I am currently teaching a practicum where my students (who are actually teachers getting their master’s degree in special education) are teaching students with special needs. Some of these teachers are encountering students with autism for the first time and have felt some anxiety about this so they asked for some ideas and strategies to help them in the classroom. These are some of the suggestions that I have given them that I have used in the classroom successfully.
1. Use Task Analysis –very specific, tasks in sequential order.
2. Always keep your language simple and concrete. Get your point across in as few words as possible. Typically, it’s far more effective to say “Pens down, close your journal and line up to go outside” than “It looks so nice outside. Let’s do our science lesson now. As soon as you’ve finished your writing, close your books and line up at the door. We’re going to study plants outdoors today”.
3. Teach specific social rules/skills, such as turn-taking and social distance.
4. Give fewer choices. If a child is asked to pick a color, say red, only give him two to three choices to pick from. The more choices, the more confused an autistic child will become.
5. If you ask a question or give an instruction and are greeted with a blank stare, reword your sentence. Asking a student what you just said helps clarify that you’ve been understood.
6. Avoid using sarcasm. If a student accidentally knocks all your papers on the floor and you say “Great!” you will be taken literally and this action might be repeated on a regular basis.
7. Avoid using idioms. “Put your thinking caps on”, “Open your ears” and “Zipper your lips” will leave a student completely mystified and wondering how to do that.
Special Education Strategies
8. Give very clear choices and try not to leave choices open ended. You’re bound to get a better result by asking “Do you want to read or draw?” than by asking “What do you want to do now?”
9. Repeat instructions and checking understanding. Using short sentences to ensure clarity of instructions.
10. Providing a very clear structure and a set daily routine including time for play).
11. Teaching what “finished” means and helping the student to identify when something has finished and something different has started. Take a photo of what you want the finished product to look like and show the student. If you want the room cleaned up, take a picture of how you want it to look some time when it is clean. The students can use this for a reference.
12. Providing warning of any impending change of routine, or switch of activity.
13. Addressing the pupil individually at all times (for example, the pupil may not realize that an instruction given to the whole class also includes him/her. Calling the pupil’s name and saying “I need you to listen to this as this is something for you to do” can sometimes work; other times the pupil will need to be addressed individually).
14. Using various means of presentation – visual, physical guidance, peer modeling, etc.
15. Recognizing that some change in manner or behavior may reflect anxiety (which may be triggered by a [minor] change to routine).

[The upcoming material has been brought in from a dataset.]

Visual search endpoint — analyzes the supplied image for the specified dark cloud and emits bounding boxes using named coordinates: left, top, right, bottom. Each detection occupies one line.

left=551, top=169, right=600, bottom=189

16. Not taking apparently rude or aggressive behavior personally; and recognizing that the target for the pupil’s anger may be unrelated to the source of that anger.
17. Avoid overstimulation. Minimizing/removal of distracters, or providing access to an individual work area or booth, when a task involving concentration is set. Colorful wall displays can be distracting for some pupils, others may find noise very difficult to cope with.
18. Seeking to link work to the pupil’s particular interests.
19. Exploring word-processing, and computer-based learning for literacy.
20. Protecting the pupil from teasing at free times, and providing peers with some awareness of his/her particular needs.
21. Allowing the pupil to avoid certain activities (such as sports and games) which s/he may not understand or like; and supporting the pupil in open-ended and group tasks.
22. Allowing some access to obsessive behavior as a reward for positive efforts.